May 10, 2026 · 6 min read


The problem with the market narrative

Every security vendor on the market now has a "Zero Trust product." Zero Trust firewalls, Zero Trust VPNs, Zero Trust endpoints. The industry has turned an architectural principle into a marketing checkbox.

After implementing real Zero Trust architectures — with overlay networks, cryptographic identity, and granular access policies — I can affirm that Zero Trust is not something you buy, it's something you build.

The three pillars that actually matter

1. Never trust, always verify

This principle sounds obvious, but its implementation is anything but trivial. It means that every service, every microservice, every connection must authenticate and authorize independently. A perimeter firewall is not enough.

In practice, this requires:

  • Cryptographic identity for every workload (SPIFFE/SPIRE, mTLS)
  • Attribute-based access policies, not network-based
  • Continuous verification, not just at the entry point

2. Least privilege access

The principle of least privilege applies to everything: users, services, APIs, and data. Each entity should only have access to what is strictly necessary for its function.

With BlueUP, we implement this through:

  • NKeys Ed25519 for service authentication in NATS
  • Biscuit tokens with attenuation: each token can be restricted by the recipient
  • Dark Services on overlay networks: services have no presence on the public network

3. Assume breach

Zero Trust design assumes the attacker is already inside. This fundamentally changes the architecture:

  • Microsegmentation of services
  • End-to-end encryption between all components
  • Lateral detection: east-west traffic monitoring, not just north-south

Real-world lessons

Uncomfortable reality

The biggest obstacle to implementing Zero Trust is not technology — it's organizational culture.

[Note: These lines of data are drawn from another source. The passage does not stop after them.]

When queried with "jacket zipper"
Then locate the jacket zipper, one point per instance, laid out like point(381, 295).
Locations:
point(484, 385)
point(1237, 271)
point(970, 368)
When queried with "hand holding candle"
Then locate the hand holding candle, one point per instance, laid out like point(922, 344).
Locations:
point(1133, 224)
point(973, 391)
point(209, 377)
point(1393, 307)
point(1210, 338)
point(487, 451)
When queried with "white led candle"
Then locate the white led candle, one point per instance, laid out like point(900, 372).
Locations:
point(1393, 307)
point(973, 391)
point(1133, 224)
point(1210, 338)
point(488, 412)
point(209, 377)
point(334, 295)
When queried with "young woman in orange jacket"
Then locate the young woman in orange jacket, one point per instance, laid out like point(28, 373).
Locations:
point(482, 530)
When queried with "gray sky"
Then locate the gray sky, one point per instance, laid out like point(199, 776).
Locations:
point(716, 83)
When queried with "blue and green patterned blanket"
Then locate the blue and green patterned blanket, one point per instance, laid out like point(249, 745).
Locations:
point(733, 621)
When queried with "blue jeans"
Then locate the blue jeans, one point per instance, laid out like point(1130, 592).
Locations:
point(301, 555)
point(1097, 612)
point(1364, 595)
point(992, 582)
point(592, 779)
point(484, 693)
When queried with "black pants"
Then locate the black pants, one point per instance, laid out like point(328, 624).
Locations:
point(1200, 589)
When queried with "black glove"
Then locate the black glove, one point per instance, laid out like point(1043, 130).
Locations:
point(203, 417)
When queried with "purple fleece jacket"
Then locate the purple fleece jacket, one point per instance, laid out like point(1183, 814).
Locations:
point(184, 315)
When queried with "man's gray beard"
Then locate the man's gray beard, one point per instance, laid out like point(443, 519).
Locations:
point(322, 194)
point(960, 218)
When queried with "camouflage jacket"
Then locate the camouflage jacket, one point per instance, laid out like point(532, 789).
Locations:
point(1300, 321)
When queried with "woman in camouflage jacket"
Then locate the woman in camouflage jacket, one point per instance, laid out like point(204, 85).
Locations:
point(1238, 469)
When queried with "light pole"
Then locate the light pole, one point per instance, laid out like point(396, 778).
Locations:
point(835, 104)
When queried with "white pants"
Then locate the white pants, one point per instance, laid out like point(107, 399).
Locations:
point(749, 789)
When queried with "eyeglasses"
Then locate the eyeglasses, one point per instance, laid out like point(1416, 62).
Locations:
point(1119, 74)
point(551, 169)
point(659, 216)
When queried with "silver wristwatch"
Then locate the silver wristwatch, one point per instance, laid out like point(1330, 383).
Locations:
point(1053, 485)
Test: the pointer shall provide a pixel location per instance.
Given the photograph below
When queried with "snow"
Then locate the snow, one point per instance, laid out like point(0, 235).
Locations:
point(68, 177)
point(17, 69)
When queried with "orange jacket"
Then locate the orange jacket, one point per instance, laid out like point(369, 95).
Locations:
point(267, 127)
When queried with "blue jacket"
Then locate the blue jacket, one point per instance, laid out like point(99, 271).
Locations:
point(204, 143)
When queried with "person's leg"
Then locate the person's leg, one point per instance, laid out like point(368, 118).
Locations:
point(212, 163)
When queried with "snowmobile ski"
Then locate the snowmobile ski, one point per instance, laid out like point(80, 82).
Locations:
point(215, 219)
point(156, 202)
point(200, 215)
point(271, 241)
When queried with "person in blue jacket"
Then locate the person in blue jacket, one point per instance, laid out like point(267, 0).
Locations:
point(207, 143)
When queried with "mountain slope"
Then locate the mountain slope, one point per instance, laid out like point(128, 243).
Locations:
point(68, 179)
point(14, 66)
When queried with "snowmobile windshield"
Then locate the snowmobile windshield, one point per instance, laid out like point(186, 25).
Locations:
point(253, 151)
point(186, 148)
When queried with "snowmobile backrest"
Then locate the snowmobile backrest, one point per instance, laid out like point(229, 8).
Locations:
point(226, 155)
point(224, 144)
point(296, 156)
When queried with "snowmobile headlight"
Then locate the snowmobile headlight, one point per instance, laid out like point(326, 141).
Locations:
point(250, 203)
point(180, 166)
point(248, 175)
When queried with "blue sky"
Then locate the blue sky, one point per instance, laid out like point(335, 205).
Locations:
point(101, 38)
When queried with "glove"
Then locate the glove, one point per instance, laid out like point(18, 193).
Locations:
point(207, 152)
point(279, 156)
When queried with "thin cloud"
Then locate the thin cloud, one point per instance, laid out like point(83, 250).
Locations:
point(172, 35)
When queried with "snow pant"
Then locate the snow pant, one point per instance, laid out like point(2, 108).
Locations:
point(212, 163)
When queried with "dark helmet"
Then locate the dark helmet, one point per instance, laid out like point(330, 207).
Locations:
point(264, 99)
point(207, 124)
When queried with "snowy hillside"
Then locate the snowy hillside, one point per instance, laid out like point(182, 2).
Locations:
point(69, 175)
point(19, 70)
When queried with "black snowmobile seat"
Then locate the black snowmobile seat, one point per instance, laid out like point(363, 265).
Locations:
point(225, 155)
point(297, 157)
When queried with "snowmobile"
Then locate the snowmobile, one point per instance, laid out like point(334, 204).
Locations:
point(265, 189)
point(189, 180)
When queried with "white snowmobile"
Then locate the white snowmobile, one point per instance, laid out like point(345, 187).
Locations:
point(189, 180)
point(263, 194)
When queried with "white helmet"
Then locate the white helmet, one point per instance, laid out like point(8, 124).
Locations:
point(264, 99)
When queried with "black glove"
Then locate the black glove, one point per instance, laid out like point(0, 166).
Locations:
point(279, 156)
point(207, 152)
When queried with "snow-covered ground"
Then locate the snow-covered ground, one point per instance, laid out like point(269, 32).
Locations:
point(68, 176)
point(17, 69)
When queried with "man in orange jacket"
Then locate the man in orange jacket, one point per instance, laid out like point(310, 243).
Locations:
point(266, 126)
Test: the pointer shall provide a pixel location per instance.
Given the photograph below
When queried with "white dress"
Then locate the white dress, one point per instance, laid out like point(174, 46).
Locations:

Teams that have operated with VPNs and perimeter firewalls for years need a deep mindset shift.

What works:

  • Start with a specific use case, not the entire organization
  • Demonstrate quick value with a pilot project
  • Measure the attack surface reduction in quantifiable terms

What doesn't work:

  • Buying a "Zero Trust product" and expecting it to solve everything
  • Implementing Zero Trust without first solving identity management
  • Ignoring user experience — if Zero Trust makes work harder, people will find shortcuts

The future is identity

Zero Trust inevitably converges with sovereign digital identity. When every workload, every user, and every device has a verifiable cryptographic identity, networks become irrelevant as a security perimeter.

This is the thesis behind projects like BlueUP Connect and OpenZiti — overlay networks where identity is the perimeter.